The database will include personal information including birth dates, Social Security numbers, e-mail addresses, grade point averages, ethnicity and subjects students are studying.
The data will be managed by BeNow Inc. of Wakefield, Mass., one of many marketing firms that use computers to analyze data to target potential customers based on personal profiles and habits.
“The purpose of the system … is to provide a single central facility within the Department of Defense to compile, process and distribute files of individuals who meet age and minimum school requirements for military service,” according to the program’s official notice.
Some data on high school students already is given to military recruiters in a separate program under provisions of the 2002 No Child Left Behind Act.
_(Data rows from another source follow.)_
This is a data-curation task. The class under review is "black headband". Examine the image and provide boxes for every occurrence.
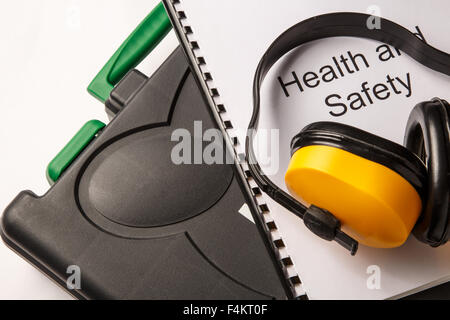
[246,12,450,252]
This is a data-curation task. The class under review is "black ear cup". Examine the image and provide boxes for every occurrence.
[405,99,450,247]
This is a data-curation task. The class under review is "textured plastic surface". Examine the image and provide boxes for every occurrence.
[1,49,291,299]
[88,3,172,102]
[405,99,450,247]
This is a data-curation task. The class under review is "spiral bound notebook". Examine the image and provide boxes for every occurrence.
[164,0,450,299]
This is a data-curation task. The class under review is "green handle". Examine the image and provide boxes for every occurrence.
[46,120,105,185]
[88,3,172,103]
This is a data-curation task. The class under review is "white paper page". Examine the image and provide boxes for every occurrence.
[176,0,450,299]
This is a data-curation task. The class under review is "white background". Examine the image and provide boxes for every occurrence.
[0,0,178,299]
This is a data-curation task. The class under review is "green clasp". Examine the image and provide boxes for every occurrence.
[47,120,105,185]
[88,3,172,103]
Recruiters have been using the information to contact students at home, angering some parents and school districts around the country.
School systems that fail to provide data risk losing federal funds, although individual parents or students can withhold information that would be transferred to the military by their districts.
Under the new system, additional data will be collected from commercial data brokers, state drivers’ license records and other sources, including information already held by the military.
The Pentagon’s statements said that anyone can “opt out” of the system by providing detailed personal information that will be kept in a separate “suppression file.” That file will be matched with the full database regularly to ensure that those who do not wish to be contacted are not, according to the Pentagon.